Torsten Olafsson studied Myōan Taizan-ha shakuhachi with Ozawa Seizan in Kyōto and Kinko-ryū shakuhachi with Yokoyama Katsuya in Chiba. His 1983 LP/MC Standing Waves – Zen Shakuhachi Meditations (Olafssongs OLP/OMC 001) was reissued on CD in 2001 by Fønix Musik, Denmark, and is now being ranked as a genre bestseller.
Torsten’s MA thesis Kaidō honsoku, 1628. The Komosō’s Fuke Shakuhachi Credo. On Early 17th Century Ascetic Shakuhachi Ideology – submitted to the University of Copenhagen in 1987 – was published internationally by Tai Hei Shakuhachi, Willits, California, in 2003. Torsten’s ongoing critical research in the textual and pictorial evidence of early ascetic shakuhachi history, ideology and practice, especially, is continuously being published on his website www.zen-shakuhachi.dk
Jose Seizan VARGAS
Musician and guitar player, Jose Vargas began studying shakuhachi in 2004 with Antonio Olias in Madrid while at the same time begins to experiment with shakuhachi making.
From 2008, he travels to Japan, taking lessons from various teachers including Tanaka Koumei, Atsuya Okuda, Chiku Za, and Etsuzan Fujiyoshi, head of Fuke School from whom he received the licence to teach, and the name Seizan.
José’s jinashi making journey begins with lessons with Chiku Za and John Kaizan Neptune in 2008. And last year he has begun studying jiari shakuhachi making with Takahashi Toyomi in Tokyo.
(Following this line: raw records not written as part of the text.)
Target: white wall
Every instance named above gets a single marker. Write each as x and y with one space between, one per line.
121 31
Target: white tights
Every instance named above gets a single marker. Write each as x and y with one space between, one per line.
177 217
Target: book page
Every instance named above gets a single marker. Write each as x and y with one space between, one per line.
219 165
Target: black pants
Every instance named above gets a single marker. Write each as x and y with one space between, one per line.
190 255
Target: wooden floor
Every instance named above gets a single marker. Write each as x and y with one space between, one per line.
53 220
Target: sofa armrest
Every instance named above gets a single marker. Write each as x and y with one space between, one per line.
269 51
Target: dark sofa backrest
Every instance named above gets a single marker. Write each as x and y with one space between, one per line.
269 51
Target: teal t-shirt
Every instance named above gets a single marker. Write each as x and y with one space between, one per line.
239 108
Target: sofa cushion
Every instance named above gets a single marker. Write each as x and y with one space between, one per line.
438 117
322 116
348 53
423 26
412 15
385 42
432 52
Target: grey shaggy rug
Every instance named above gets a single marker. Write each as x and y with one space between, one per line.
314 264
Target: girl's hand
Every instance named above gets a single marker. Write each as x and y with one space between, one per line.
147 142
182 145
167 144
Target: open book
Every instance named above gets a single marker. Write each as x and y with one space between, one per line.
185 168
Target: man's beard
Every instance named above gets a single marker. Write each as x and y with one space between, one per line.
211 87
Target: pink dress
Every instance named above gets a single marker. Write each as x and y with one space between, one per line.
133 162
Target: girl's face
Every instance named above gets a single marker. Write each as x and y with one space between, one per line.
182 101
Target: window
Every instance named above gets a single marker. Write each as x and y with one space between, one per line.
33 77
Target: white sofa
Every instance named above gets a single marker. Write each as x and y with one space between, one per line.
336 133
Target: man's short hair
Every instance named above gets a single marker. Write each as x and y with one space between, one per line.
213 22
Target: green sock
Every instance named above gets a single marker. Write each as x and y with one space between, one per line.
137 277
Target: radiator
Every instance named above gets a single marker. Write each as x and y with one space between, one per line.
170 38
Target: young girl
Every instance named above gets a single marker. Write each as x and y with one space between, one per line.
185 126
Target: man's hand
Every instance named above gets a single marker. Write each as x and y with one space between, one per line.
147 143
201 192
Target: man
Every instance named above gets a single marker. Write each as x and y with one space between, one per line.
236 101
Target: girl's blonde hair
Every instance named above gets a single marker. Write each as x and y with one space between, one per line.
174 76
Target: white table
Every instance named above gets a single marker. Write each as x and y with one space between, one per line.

José has organised, assisted and led jinashi shakuhachi making workshops in Europe, with Chiku Za since 2010 – in Madrid and at several ESS Summer Schools most recently at Summer Schools in Paris 2015 and Barcelona 2016.
During all these years, he also received valuable playing lessons from other teachers such as Horacio Curti, Justin Senryu Williams, Kakizakai Kaoru, Jim Franklin, Teruo Furuya, and lately he began receiving lessons from Keisuke Zenyouji.
Currently, he lives in Madrid, making jinashi flutes, teaching shakuhachi playing, and performing traditional Japanese and improvised music.
Shakuhachi 2 Synth Project
The aim of this project is to provide shakuhachi players with the means to control an analogue synthesizer simultaneously with playing the shakuhachi, without affecting the playability of the flute.
So far it consists of three main modules: the pitch-to-voltage converter, the envelope follower and the “E-Shak”. The pitch-to-voltage converter derives a voltage from the pitch played on the shakuhachi. This is used primarily to control the pitch of the VCO (which is the initial generator of waves in the synthesizer). The envelope follower provides a voltage which follows the volume of the shakuhachi, together with gate and trigger signals. These are used mainly in conjunction with the synthesizer’s VCA (which is responsible for the dynamics of the synthesizer’s signal). The “E-Shak” is an exoskeleton attached to the shakuhachi with crepe tape. It is equipped with an accelerometer with three axes and with three switches. This module provides three control voltages according to the movement of the shakuhachi, and three additional on/off switches. The usage is only limited by the player’s imagination.
The Synth 2 Shak is a work in progress, the evolution of which is ongoing. There will be a dedicated website for this project in the near future. The link will show up at www.haraldswerk.de, and will be announced in the blog of Harald Antes.